A searing pain erupted in my chest, stretching to my abdomen area. I clutch at the wound, willing it to go away. Blood! I looked at my arm to see that my shirt is soaked in blood, my blood. I looked at the pile of notes nearby and I saw the cause which left me dumbfounded. My brother had cancer and I just helped him recover from it. I didn’t know if I was laughing from my stupidity or from the fact that I have the ability to cure a deadly disease. I felt my vision blur from the amount of blood I’m losing...
-end of flashback-
I jolted up at the sudden flashback. To date, I have not forgiven them for forcing me to receive the pain of my brother. If there are too many things to heal in one shot, I could heal bit by bit. This will allow me to treat it properly. Let me explain: if I treat all at one go, there may be problems that even I can’t treat. but if I treat bit by bit, I can ensure all is healed. The cost of me healing my brother almost killed me and I’m pretty sure that is what they want since that is pretty much the only way I can die, being unable to heal myself after expending all my energy.

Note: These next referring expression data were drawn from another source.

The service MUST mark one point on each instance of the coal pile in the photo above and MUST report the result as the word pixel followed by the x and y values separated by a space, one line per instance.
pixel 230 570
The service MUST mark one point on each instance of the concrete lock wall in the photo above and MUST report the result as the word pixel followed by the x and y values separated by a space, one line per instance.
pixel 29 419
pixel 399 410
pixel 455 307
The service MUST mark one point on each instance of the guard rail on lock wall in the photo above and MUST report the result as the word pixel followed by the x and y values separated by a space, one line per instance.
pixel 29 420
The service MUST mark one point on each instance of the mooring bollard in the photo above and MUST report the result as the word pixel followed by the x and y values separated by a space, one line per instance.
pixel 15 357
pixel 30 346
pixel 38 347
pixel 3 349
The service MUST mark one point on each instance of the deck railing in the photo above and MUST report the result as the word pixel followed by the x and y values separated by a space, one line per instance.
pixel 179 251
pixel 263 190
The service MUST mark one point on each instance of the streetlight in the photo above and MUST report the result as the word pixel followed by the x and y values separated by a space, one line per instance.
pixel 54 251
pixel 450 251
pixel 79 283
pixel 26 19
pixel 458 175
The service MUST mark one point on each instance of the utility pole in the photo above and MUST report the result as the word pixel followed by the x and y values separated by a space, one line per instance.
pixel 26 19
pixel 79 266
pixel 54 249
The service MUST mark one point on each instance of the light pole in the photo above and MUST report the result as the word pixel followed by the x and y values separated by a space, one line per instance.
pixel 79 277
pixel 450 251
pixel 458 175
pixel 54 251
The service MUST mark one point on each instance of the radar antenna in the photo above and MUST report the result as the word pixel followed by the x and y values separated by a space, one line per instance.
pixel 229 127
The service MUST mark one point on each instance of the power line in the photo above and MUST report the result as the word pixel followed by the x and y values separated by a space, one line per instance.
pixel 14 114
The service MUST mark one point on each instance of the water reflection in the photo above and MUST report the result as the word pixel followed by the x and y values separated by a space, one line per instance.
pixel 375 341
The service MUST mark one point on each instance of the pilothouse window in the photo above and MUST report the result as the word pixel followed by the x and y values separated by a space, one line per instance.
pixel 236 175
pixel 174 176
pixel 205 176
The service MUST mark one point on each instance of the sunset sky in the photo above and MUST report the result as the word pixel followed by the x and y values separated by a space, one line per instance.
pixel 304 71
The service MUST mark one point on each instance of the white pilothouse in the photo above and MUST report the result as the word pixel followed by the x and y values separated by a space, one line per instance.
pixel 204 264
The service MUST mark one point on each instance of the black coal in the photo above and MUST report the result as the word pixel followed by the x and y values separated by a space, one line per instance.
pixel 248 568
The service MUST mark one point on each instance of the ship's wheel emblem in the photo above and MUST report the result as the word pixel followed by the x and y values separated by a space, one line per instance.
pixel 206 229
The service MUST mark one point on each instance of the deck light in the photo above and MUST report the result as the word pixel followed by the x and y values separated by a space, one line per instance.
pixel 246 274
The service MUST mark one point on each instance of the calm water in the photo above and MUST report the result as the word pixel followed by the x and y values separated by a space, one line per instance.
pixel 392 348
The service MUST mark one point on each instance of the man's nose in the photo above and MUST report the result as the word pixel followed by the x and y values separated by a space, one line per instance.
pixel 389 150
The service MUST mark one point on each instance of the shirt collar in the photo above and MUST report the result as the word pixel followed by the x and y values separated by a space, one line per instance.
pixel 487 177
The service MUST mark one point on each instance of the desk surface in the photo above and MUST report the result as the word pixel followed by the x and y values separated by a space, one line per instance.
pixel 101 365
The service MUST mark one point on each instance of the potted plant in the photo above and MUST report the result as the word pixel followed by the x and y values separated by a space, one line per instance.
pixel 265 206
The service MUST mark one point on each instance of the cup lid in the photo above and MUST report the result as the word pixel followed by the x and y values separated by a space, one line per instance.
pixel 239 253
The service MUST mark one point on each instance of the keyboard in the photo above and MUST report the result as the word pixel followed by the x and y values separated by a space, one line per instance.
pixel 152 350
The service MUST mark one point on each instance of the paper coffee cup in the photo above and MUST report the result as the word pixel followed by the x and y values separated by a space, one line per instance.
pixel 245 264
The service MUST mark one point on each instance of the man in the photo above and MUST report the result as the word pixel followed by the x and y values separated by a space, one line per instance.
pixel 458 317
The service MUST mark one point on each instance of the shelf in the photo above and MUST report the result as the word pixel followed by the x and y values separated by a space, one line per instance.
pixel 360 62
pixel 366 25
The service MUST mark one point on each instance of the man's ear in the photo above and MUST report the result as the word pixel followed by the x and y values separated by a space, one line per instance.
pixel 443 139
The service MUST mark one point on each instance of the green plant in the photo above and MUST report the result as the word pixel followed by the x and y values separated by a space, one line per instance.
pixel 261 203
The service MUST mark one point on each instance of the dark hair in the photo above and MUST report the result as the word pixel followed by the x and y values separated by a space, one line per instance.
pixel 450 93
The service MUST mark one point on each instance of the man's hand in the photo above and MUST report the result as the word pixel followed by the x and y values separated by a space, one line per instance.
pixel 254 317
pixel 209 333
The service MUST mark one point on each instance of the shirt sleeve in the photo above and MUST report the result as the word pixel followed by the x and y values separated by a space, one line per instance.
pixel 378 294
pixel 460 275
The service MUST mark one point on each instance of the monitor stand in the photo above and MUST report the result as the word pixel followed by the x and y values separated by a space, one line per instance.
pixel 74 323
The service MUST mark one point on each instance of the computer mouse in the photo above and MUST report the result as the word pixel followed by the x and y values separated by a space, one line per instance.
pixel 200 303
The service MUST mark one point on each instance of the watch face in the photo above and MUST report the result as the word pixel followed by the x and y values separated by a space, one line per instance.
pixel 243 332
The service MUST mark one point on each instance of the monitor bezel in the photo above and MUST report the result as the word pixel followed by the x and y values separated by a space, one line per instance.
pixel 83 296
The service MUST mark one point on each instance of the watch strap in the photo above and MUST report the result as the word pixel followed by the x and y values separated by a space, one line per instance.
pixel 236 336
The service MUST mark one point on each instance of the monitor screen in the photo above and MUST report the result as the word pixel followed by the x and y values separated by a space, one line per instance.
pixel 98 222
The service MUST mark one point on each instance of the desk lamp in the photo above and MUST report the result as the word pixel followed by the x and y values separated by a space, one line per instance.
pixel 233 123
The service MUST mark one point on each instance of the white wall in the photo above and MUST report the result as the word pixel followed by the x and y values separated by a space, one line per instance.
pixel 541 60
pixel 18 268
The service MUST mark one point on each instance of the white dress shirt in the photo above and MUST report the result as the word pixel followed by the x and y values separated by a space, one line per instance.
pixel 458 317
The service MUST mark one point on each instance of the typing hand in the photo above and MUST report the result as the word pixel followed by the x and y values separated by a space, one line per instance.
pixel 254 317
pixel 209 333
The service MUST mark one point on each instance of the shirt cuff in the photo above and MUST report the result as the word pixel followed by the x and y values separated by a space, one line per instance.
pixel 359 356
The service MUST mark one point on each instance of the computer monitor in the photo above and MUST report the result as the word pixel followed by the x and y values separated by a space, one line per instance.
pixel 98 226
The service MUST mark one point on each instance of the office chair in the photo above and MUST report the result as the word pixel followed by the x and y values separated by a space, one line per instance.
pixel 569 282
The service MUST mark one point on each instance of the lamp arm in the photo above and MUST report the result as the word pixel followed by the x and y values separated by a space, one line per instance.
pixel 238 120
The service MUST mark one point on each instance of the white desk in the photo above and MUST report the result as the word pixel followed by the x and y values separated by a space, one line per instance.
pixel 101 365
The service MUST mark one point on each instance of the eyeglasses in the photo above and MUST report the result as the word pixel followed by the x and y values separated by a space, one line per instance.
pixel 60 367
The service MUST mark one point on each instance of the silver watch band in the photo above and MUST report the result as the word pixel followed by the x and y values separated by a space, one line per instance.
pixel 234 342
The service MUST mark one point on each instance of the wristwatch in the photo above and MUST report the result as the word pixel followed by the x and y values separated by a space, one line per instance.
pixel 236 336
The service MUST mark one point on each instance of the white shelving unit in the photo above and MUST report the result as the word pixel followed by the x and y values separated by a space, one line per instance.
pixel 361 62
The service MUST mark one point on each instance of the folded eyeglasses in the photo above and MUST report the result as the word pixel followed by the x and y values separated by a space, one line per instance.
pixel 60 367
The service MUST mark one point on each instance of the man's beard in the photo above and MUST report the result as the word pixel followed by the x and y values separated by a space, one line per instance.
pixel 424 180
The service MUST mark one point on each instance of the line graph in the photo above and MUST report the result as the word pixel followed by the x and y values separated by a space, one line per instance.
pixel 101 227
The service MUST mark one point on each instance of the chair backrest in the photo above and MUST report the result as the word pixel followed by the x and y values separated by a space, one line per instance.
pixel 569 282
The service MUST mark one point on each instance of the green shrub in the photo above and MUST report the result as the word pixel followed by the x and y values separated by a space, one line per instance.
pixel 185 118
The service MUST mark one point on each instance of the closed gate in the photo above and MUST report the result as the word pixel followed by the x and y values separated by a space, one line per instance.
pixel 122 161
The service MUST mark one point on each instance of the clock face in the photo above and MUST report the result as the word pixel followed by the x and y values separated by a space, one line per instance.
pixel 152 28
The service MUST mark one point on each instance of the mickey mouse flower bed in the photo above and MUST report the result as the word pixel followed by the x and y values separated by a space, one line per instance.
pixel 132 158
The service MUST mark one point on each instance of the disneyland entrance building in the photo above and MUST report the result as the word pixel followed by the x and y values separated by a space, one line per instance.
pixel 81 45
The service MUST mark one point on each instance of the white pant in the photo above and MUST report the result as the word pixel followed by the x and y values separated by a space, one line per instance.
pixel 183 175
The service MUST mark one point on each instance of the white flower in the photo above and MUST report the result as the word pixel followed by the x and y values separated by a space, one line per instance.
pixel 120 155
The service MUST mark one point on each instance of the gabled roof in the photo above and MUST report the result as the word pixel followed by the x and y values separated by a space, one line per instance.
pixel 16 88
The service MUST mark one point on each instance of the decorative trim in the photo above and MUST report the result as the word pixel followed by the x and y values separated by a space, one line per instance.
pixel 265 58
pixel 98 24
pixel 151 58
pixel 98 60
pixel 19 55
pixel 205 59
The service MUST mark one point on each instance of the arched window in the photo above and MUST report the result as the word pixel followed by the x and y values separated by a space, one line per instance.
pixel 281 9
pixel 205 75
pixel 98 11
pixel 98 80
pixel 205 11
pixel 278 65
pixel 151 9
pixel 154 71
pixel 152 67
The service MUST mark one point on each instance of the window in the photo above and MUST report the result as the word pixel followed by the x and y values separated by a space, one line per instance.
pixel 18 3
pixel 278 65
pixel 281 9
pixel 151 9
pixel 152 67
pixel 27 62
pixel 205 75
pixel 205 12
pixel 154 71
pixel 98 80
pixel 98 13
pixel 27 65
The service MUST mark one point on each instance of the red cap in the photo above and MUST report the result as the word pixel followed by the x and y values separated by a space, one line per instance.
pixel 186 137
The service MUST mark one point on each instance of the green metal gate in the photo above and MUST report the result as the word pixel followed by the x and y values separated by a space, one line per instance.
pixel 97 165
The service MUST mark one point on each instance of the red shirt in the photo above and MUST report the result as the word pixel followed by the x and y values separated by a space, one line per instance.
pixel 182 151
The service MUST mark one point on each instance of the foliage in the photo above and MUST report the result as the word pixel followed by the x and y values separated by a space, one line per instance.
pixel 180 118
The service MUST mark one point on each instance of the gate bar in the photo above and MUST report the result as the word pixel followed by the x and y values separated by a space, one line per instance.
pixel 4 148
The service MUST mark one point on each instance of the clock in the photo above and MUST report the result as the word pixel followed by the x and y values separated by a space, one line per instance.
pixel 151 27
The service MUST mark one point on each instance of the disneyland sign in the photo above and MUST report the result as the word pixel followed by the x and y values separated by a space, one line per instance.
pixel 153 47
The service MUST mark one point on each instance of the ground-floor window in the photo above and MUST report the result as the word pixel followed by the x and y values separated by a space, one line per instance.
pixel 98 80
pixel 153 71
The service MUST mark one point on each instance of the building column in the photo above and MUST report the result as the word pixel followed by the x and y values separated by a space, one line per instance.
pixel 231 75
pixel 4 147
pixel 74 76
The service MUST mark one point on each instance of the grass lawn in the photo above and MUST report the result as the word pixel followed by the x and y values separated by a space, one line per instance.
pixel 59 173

When I could not fall back to sleep, I ended up in the shower, singing to myself. Letting out all my pain through the form of music.
I threw on a black jacket that I previously picked up from the trash, threw my jeans on, and went out of my house to get to school before ‘they’ get to school. I ran through the forest, enjoying the nice breeze. I got to the bus stop and sat quietly at the chairs, awaiting the bus. If I’m not wrong, Kelly said that there will be a group of new students joining our school, possibly the new pack that is transferring here from New York. Honestly, I couldn’t even care about them since they will only add to my chain of torture. That’s how I’m always introduced, ‘The punching bag’ or ‘The useless bitch’.